Time to write a post while the database is busy. Basically I’ve set up a table on the db with the proper fields for weather data, using a combined station_id that is created from both identifiers on the text files, USAF and the WBAN. Then I’ve created a class in Python to map all the data coming from the files and a small piece of code to process all that data into the database.

# [... set up imports, folders and helper class ...]
conn = psycopg2.connect("dbname=climate user=myUser password=myPass")
cur = conn.cursor()
for op_file in os.listdir(obs_dir): #walk the directory
    with open(os.path.join(obs_dir,op_file)) as f: #open the file
        for line in f: #walk the file
                if len(line)>0:
                        o = observation(line) #instantiate the helper class
                        cur.execute(o.getSQL()) #get the insert SQL
                    except Exception, an_error:
                        print an_error

Then, once the data is stored on the database we can create an aggregation by month, something more approachable for the map I want to build.

with data as (select * from observations)
	extract(month from obs_date) m,
	count(*) c ,
	avg(tmp) tmp,
	avg(dewp) dewp,
	avg(sea_pr) sea_pr,
	avg(st_pr) st_pr,
	avg(vis) vis,
	avg(wind) wind,
	max(max_wind) max_wind,
	max(max_gust) max_gust,
	max(max_tmp) max_tmp,
	min(min_tmp) min_tmp,
	sum(precip) precip,
	avg(snow_depth) snow_depth,
	sum(fog::int) fog_count,
	sum(rain::int) rain_count,
	sum(snow::int) snow_count,
	sum(hail::int) hail_count,
	sum(thunder::int) thunder_count,
	sum(tornado::int) tornado_count
into temp stations_month_tmp
from data o
group by o.station_id, m;

Depending on the variable I’ll use avg, max, min or sum to get the appropriate data for the statistics.

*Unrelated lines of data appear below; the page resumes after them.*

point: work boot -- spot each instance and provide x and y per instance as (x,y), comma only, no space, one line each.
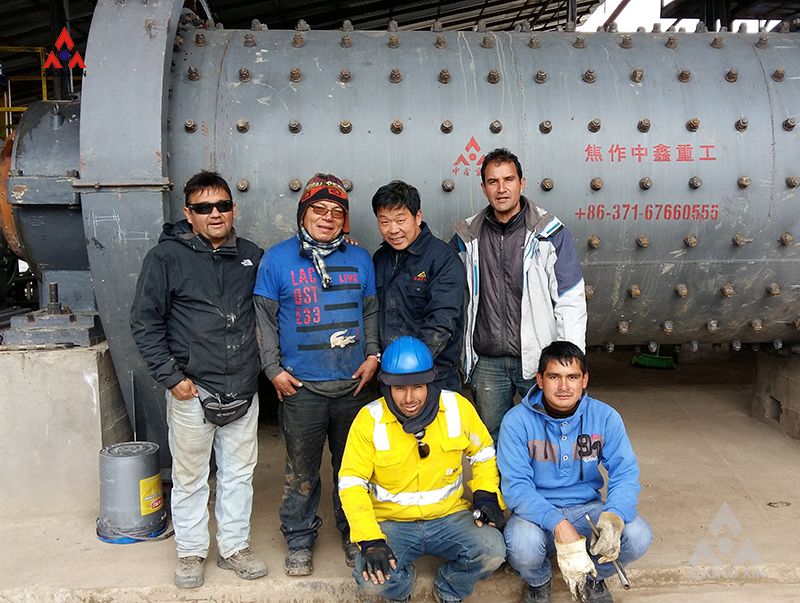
(246,565)
(189,572)
(299,562)
(439,599)
(538,594)
(596,592)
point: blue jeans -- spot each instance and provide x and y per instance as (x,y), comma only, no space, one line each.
(235,446)
(529,546)
(471,554)
(448,378)
(306,419)
(495,380)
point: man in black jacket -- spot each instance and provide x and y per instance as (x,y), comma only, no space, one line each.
(194,324)
(420,280)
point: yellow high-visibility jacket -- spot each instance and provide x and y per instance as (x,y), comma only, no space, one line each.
(383,477)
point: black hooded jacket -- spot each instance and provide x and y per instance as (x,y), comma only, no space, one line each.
(192,315)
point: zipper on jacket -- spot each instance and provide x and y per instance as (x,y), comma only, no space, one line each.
(503,317)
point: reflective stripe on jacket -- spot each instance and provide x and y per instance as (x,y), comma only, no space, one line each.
(383,477)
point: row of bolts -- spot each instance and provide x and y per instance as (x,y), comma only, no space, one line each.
(540,77)
(545,127)
(547,184)
(626,41)
(682,291)
(690,240)
(694,345)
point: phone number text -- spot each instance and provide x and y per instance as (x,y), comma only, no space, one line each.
(649,212)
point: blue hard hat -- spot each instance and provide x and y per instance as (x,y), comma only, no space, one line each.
(407,361)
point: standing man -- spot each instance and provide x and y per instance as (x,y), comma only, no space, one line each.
(193,321)
(525,288)
(549,454)
(317,310)
(401,483)
(420,281)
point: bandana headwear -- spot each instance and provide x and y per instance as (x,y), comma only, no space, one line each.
(318,252)
(324,187)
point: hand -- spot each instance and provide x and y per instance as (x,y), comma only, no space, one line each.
(185,390)
(377,558)
(486,504)
(365,372)
(285,384)
(610,526)
(575,563)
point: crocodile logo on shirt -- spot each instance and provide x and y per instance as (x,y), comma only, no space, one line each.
(340,340)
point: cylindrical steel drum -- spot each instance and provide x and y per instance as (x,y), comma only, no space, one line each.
(131,495)
(673,158)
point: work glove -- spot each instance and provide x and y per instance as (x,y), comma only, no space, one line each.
(376,556)
(610,526)
(485,509)
(574,563)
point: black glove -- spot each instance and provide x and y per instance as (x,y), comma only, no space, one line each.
(375,557)
(486,503)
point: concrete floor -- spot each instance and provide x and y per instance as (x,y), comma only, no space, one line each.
(701,455)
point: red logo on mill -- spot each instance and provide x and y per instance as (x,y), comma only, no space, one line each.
(471,162)
(64,40)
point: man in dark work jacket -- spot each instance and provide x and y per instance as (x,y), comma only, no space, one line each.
(420,282)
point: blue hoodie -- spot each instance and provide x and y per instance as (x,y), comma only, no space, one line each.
(547,463)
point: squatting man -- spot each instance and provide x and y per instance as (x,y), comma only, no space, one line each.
(549,454)
(401,483)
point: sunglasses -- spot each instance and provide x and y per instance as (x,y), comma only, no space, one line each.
(206,208)
(423,448)
(336,212)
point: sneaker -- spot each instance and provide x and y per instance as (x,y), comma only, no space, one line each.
(246,565)
(299,562)
(350,551)
(189,572)
(538,594)
(596,592)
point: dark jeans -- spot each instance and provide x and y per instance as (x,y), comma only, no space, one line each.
(306,419)
(470,553)
(495,380)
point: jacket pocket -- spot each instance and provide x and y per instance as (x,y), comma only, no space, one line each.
(417,295)
(387,458)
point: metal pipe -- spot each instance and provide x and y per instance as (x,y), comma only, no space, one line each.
(617,565)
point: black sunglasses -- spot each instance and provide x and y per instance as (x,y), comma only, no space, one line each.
(336,212)
(423,448)
(206,208)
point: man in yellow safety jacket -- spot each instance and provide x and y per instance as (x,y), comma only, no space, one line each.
(401,485)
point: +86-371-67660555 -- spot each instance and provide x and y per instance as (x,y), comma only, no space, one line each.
(656,211)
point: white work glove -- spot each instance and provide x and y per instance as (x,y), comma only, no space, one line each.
(574,563)
(610,526)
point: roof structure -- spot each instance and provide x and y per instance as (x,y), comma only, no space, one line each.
(38,23)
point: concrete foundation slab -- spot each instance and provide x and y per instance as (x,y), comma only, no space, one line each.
(59,408)
(719,488)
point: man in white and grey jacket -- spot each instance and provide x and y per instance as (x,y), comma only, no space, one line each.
(525,289)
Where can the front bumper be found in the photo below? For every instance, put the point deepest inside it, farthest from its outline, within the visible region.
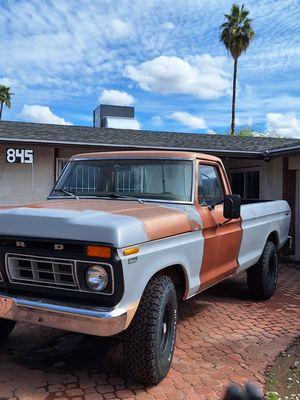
(90, 320)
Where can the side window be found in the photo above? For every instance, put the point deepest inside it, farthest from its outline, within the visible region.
(210, 189)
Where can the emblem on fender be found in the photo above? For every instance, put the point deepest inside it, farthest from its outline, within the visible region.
(20, 244)
(59, 247)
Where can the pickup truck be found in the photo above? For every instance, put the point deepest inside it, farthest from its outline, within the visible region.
(122, 238)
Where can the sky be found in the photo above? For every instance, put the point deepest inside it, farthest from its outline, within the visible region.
(63, 58)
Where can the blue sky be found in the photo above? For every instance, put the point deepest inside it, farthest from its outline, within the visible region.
(62, 58)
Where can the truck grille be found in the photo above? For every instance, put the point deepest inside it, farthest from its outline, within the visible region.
(41, 271)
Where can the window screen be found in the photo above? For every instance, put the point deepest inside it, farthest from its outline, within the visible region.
(210, 189)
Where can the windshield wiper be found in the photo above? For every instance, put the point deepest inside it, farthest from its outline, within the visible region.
(70, 194)
(121, 196)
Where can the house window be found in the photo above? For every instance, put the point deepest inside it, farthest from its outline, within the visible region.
(60, 165)
(246, 184)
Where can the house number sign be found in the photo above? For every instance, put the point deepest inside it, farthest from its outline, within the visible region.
(19, 156)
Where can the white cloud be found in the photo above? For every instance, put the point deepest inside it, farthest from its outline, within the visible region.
(168, 25)
(116, 97)
(283, 125)
(157, 120)
(189, 120)
(241, 121)
(202, 76)
(8, 82)
(119, 29)
(41, 114)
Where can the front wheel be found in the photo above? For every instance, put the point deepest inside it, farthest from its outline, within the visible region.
(6, 327)
(149, 341)
(262, 277)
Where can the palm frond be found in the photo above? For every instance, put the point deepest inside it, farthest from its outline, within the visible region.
(236, 32)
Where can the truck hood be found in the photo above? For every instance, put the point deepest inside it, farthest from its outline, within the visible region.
(117, 222)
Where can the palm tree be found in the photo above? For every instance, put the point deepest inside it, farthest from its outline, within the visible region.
(236, 34)
(5, 97)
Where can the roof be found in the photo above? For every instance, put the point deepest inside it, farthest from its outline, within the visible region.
(220, 145)
(144, 154)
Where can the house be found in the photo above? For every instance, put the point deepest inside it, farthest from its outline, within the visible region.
(33, 155)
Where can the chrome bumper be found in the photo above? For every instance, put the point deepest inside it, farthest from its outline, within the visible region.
(94, 321)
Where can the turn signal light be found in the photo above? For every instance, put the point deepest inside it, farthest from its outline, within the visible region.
(98, 251)
(132, 250)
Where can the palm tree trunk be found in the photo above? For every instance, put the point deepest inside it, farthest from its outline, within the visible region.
(233, 97)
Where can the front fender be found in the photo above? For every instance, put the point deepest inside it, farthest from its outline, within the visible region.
(185, 250)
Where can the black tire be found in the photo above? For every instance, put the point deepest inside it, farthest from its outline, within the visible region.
(6, 327)
(149, 341)
(262, 277)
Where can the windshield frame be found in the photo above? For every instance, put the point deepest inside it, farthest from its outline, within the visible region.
(144, 199)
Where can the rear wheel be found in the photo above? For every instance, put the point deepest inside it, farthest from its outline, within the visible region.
(6, 327)
(262, 277)
(149, 341)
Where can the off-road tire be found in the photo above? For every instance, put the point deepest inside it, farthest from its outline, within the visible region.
(262, 277)
(148, 343)
(6, 327)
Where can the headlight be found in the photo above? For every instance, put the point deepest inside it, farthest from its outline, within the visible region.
(96, 278)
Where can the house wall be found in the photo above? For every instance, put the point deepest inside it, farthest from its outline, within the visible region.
(271, 176)
(26, 183)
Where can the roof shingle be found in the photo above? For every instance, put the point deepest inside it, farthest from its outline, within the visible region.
(90, 136)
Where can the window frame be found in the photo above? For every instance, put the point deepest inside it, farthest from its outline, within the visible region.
(193, 188)
(244, 171)
(222, 176)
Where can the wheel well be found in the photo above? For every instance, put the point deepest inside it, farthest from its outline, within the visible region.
(178, 274)
(273, 237)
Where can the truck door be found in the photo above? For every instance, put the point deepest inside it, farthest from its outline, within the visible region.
(221, 241)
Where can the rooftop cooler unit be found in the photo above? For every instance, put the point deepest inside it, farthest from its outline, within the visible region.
(119, 117)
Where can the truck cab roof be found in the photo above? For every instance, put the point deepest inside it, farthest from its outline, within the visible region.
(145, 154)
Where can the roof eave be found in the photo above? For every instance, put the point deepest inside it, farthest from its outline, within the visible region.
(224, 152)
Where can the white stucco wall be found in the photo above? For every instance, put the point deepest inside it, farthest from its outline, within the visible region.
(270, 175)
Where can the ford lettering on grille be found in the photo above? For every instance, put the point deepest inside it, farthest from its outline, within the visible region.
(41, 271)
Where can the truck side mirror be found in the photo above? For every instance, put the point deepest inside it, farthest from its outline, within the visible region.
(232, 206)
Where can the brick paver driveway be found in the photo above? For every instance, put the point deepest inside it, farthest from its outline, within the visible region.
(223, 337)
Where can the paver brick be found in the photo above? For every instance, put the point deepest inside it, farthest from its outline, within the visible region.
(223, 337)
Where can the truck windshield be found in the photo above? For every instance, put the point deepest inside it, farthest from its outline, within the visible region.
(169, 180)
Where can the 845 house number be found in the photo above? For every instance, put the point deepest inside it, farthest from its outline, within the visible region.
(19, 156)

This gives a 12 times 11000 rows table, that’s still more than required for a free account but well, at least I have an API to query for month level.

But I want also all the raw data by station so I’ll generate small files to be requested by the visuazilation later if I want the details of one particular station. That is, I’ll translate the fixed width files into CSVs that I’ll be able to request on demand directly from the web server, without any service involved.

To summarize I want:

  • Stations and monthly aggregated data on CartoDB for dinamic queries and map visualizations.
  • Raw observations on a web server for station details, out of the map.